Late yesterday, after House leaders said that their strategy will be to send separate appropriations bills to the Senate, President Obama derided the strategy as a "piecemeal approach" that he would veto as inadequate. Instead, he demanded a "clean CR" (continuing resolution) to fund the federal government.
This is truly stunning. The "piecemeal approach" President Obama dissed is regular order in Congress. The way Congress is supposed to operate is for thirteen separate appropriations bills to be debated, passed, and sent on to the other body. These thirteen separate bills fund the various departments of the federal government.
The recent practice of giving up on passing "approps" bills and simply continuing the funding of the federal government based on the current year's funding levels (plus a healthy increase until the genius sequester device came along) is a FAILURE of the process, not best practices.

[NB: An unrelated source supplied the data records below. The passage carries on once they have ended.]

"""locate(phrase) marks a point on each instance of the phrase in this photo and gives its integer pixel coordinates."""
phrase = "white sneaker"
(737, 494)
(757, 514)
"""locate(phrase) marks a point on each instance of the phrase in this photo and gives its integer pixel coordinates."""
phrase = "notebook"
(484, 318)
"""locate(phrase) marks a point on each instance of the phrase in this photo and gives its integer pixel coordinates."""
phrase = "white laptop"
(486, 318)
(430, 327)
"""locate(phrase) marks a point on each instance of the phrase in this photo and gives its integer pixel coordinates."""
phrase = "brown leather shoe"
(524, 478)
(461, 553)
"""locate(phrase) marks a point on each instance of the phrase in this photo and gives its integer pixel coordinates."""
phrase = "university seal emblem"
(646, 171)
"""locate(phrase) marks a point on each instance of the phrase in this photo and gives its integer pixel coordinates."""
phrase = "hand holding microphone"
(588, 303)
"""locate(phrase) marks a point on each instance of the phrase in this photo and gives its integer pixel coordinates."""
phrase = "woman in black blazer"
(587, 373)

So for the President to act like somehow the House is not doing its job because it's going to send along separate approps bills is just dishonest. A continuing resolution is a stopgap measure designed to keep the government functioning despite the failure of the House and Senate to do their jobs.
Now, of course, it's pretty late at this point to be passing approps bills, and as IPI's Dr. Merrill Matthews pointed out yesterday, the House's best chances to defund Obamacare would likely have come through following regular order and passing, months ago, the various approps bills, leaving the funding of Obamacare until the very last.
One terrible possible outcome from this experience would be for the idea of operating under regular order to become seen as an undesirable alternative to the preferred method of just passing a continuing resolution. Because, under a continuing resolution, there is no budget process. All programs just get locked into perpetual existence and funding.
Only through a normal, regular order process is there even the slight possibility of examining programs and defunding specific programs, cutting funding, etc.
So, whatever the outcome of this current government shutdown, let's get back to regular order and having Congress do its job.